Explore Your Green
Conservation of green space will enhance hike, bike, recreational & nature watching opportunities for Clear Lake area residents in an area with a substantial shortage of park space.
Wildlife habitat will be expanded by creating wetlands for wading birds, ducks, amphibians, turtles, fish, and dragonflies, and by planting native trees, shrubs, grasses and wildflowers which support a wide variety of wildlife.
As development in the Clear Lake area has increased over the past 40 years, so too have flooding issues. It isn’t just named storms like Tropical Storm Allison, Hurricane Harvey, and Tropical Storm Imelda that have caused flooding. Smaller storm systems, even “pop up” thunderstorms that can produce several inches of rain within a few hours have caused street flooding and even home damage.

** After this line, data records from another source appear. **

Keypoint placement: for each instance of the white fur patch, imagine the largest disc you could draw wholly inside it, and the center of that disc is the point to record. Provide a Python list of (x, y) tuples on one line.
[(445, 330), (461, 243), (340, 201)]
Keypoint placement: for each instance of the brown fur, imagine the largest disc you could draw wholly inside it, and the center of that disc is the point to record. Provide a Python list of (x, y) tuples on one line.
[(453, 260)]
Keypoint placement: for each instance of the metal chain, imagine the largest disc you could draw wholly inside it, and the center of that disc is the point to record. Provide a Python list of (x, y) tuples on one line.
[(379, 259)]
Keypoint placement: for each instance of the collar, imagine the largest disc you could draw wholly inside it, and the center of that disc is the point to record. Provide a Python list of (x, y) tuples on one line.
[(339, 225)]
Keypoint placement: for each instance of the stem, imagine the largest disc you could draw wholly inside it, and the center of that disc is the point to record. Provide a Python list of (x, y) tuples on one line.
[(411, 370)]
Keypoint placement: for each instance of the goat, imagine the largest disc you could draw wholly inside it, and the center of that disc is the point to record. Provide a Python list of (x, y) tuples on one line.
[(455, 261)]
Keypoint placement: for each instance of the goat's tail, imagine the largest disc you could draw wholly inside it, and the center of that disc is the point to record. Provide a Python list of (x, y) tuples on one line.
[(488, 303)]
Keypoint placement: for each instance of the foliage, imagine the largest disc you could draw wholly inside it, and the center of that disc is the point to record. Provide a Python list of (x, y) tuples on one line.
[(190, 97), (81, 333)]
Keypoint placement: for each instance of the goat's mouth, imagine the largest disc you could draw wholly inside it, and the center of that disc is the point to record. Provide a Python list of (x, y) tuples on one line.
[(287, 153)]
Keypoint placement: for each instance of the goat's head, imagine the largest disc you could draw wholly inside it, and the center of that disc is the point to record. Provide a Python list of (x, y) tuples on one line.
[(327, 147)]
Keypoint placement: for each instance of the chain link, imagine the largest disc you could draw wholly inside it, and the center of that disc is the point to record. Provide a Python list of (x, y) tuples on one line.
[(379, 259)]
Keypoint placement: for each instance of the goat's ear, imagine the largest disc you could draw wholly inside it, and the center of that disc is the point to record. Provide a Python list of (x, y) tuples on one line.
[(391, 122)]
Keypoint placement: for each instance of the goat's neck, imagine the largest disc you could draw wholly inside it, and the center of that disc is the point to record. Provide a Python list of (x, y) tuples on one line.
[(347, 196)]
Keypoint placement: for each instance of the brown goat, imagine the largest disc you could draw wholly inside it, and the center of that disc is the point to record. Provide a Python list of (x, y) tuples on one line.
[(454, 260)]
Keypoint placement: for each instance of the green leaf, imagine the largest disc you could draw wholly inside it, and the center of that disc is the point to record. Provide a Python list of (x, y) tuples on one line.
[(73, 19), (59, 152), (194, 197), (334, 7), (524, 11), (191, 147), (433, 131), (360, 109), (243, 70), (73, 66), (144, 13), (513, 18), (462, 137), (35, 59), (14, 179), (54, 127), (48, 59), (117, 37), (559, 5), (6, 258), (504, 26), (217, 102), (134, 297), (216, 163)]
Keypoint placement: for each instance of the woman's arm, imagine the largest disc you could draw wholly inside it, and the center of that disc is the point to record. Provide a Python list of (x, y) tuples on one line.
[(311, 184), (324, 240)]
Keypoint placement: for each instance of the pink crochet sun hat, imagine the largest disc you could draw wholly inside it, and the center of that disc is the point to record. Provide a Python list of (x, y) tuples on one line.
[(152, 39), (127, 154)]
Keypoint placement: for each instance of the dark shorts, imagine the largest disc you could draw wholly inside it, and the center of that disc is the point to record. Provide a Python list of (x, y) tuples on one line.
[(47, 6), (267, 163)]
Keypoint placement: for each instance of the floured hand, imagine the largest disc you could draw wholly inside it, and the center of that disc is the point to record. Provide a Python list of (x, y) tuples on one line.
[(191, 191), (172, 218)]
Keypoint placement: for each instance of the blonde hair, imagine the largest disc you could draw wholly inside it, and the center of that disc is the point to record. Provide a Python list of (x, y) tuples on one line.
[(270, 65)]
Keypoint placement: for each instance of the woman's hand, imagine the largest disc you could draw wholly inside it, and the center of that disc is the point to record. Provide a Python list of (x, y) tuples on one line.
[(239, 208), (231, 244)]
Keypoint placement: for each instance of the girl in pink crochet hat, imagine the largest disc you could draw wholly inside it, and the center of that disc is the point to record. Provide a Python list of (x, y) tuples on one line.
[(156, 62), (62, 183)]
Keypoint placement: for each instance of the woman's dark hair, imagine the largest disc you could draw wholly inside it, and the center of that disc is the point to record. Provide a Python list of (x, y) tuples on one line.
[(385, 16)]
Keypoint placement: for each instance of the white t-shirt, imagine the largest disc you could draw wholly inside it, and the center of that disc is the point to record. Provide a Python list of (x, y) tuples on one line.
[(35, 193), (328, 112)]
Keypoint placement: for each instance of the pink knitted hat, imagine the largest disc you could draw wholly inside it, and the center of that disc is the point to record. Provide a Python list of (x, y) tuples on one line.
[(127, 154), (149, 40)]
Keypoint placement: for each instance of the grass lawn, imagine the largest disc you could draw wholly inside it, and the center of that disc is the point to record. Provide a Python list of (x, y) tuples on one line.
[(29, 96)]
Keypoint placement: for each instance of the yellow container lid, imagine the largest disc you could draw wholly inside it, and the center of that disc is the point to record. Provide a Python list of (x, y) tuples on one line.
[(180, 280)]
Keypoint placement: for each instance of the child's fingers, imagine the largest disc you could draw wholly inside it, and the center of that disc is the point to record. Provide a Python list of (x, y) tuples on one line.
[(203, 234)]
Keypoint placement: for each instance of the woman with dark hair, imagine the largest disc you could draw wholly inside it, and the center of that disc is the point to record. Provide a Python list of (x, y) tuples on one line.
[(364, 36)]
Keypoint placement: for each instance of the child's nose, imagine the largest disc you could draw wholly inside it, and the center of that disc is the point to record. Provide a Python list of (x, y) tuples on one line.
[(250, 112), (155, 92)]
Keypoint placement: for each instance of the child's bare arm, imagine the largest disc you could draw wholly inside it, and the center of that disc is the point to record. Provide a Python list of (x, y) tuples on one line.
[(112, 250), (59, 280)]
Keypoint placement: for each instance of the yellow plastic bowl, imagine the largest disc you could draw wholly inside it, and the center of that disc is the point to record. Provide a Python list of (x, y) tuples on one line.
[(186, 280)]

The construction of stormwater wetlands, led by wetland experts from Texas A&M Community Watershed Partners, is a key element to Exploration Green. As even greater amounts of storm water runoff from a number of area neighborhoods to the stormwater detention lakes, wetlands are needed to naturally filter the water as it flows in tributary streams to Horsepen Bayou, Armand Bayou, Clear Lake and on to Galveston Bay.
Conservancy experts, award-winning design organizations and citizen volunteers have all come together to create the Clear lake City Water Authority’s (CLCWA’s) Exploration Green Master Plan. SWA Group (Houston’s award-winning landscape architecture, planning and urban design firm with projects at Buffalo Bayou and Hermann Park) has applied advanced design approaches to citizen input to create the project’s master plan with numerous conservation elements.
Active community engagement uniquely enabled the Clear Lake City Water Authority (CLCWA) to accomplish three things simultaneously: 1) create community resilience through large-scale stormwater detention project, 2) create a native habitat for local residents to enjoy near their homes, and 3) retrofit modern amenities such as hike and bike trail systems newer communities take for granted.